Prevention Of Pregnancy After Intercourse
Oral contraceptives or birth-control pills are used for the prevention of pregnancy after intercourse. These pills have several effects that help prevent pregnancy. Drospirenone is part of certain birth control formulations. Drospirenone at 3 mg, which can potentially cause hyperkalemia in high-risk patients, is comparable to a 25 mg dose of spironolactone. Oral contraceptives should be used under strict medical supervision.
The compound is part of certain newer oral contraceptive formulations. For instance the Yasmin contains 3 mg drospirenone and 30 mcg ethinylestradiol per tablet. It is indicated for the prevention of pregnancy in women who elect an oral contraceptive. Yasminelle contains 3 mg drospirenone and 20 mcg ethinylestradiol per tablet and is used for contraception. Yaz contains 3 mg drospirenone and 20 mcg ethinylestradiol per tablet and is given for 24/4 days with the same indications. It has also been formulated in medication to manage menopausal symptoms.
Oral contraceptives, also known as birth control pills, contain artificially made forms of two hormones produced naturally in the body. These hormones, estrogen and progestin regulate a woman’s menstrual cycle. When taken in the proper amounts following a specific schedule, oral contraceptives are very effective in preventing pregnancy.
For pregnancy to occur, an egg must become mature inside a woman’s ovary, be released, and travel to the fallopian tube. A male sperm must also reach the fallopian tube, where it fertilizes the egg.
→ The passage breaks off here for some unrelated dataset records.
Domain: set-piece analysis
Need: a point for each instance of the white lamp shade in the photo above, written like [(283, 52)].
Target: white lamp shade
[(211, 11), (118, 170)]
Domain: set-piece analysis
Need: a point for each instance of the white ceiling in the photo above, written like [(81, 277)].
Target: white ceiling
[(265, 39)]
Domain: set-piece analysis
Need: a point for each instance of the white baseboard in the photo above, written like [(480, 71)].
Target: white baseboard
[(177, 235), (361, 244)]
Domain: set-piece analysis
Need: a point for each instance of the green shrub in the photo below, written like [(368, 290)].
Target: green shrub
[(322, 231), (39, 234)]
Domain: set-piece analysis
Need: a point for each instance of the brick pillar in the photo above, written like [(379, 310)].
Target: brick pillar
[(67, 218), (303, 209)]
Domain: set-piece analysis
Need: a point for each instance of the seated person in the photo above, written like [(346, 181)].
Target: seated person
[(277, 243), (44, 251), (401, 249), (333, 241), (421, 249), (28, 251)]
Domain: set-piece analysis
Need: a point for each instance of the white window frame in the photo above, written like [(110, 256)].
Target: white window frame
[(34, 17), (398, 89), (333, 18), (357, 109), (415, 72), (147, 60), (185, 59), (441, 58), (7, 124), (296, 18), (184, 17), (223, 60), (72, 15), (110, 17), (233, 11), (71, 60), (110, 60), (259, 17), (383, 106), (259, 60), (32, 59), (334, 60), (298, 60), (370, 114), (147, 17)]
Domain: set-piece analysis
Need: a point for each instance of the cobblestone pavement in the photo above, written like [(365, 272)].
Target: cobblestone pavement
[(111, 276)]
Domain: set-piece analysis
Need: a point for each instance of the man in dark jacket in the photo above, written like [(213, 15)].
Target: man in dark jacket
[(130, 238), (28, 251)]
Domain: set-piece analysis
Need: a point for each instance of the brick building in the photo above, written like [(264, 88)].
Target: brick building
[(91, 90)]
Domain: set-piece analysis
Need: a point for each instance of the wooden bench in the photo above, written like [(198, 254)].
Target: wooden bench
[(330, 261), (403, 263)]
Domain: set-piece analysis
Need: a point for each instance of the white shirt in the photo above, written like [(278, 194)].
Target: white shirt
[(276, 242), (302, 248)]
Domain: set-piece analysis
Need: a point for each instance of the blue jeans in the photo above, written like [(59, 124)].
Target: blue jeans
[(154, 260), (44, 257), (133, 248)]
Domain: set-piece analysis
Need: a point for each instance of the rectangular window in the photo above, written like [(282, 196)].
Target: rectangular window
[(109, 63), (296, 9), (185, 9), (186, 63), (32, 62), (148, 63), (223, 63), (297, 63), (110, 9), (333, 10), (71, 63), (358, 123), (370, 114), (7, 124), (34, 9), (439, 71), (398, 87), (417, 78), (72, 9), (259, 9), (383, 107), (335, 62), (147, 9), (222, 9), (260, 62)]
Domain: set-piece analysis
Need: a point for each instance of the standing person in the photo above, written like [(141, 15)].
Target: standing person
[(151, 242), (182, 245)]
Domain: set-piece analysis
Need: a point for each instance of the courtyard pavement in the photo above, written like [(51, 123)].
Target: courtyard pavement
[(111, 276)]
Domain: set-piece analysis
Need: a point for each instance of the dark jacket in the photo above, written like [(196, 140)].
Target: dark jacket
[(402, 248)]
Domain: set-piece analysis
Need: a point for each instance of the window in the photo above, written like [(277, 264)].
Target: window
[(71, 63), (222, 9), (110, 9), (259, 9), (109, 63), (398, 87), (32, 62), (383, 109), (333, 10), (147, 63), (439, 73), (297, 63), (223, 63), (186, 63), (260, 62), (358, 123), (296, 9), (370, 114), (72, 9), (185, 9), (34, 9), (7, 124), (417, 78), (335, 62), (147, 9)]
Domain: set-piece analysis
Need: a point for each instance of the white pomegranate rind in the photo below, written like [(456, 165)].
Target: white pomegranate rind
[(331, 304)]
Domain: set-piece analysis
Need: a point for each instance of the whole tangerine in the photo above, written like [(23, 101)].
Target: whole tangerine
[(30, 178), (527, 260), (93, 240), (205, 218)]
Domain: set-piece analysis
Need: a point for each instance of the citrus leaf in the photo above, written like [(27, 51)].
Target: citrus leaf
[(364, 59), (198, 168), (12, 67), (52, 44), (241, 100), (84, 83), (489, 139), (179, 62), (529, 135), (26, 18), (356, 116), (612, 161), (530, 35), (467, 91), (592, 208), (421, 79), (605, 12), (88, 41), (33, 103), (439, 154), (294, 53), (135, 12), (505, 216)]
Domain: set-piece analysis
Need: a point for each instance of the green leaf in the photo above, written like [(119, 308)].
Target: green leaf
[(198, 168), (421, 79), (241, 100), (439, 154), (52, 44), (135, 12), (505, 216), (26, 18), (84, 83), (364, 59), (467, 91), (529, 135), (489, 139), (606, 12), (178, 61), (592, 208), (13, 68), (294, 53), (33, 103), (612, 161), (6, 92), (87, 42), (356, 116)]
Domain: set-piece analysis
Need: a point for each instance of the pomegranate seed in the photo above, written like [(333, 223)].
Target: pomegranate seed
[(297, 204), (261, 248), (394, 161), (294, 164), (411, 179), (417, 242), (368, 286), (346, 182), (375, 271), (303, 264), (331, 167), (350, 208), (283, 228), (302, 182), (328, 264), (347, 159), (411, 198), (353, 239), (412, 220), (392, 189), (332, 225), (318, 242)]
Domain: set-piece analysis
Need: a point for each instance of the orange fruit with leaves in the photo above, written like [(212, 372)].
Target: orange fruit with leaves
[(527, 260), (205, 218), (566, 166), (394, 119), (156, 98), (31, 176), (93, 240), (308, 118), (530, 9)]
Then the fertilized egg must travel to the woman’s uterus (womb), where it lodges in the uterus lining and develops into a fetus. The main way that oral contraceptives prevent pregnancy is by keeping an egg from ripening fully. Eggs that do not ripen fully cannot be fertilized. In addition, birth control pills thicken mucus in the woman’s body through which the sperm has to swim. This makes it more difficult for the sperm to reach the egg. Oral contraceptives also change the uterine lining so that a fertilized egg cannot lodge there to develop. Thus oral contraceptives help in the prevention of pregnancy after intercourse.
A woman who wants to use oral contraceptives should ask her physician for the latest information on the risks and benefits of all types of birth control and should consider her age, health, and medical history when deciding what to use. Birth control pills may cause good or bad side effects. For example, a woman’s menstrual periods are regular and usually lighter when she is taking oral contraceptives, and the pills may reduce the risk of ovarian cysts, breast lumps, pelvic inflammatory disease, and other medical problems. However some women can also face bad side effects.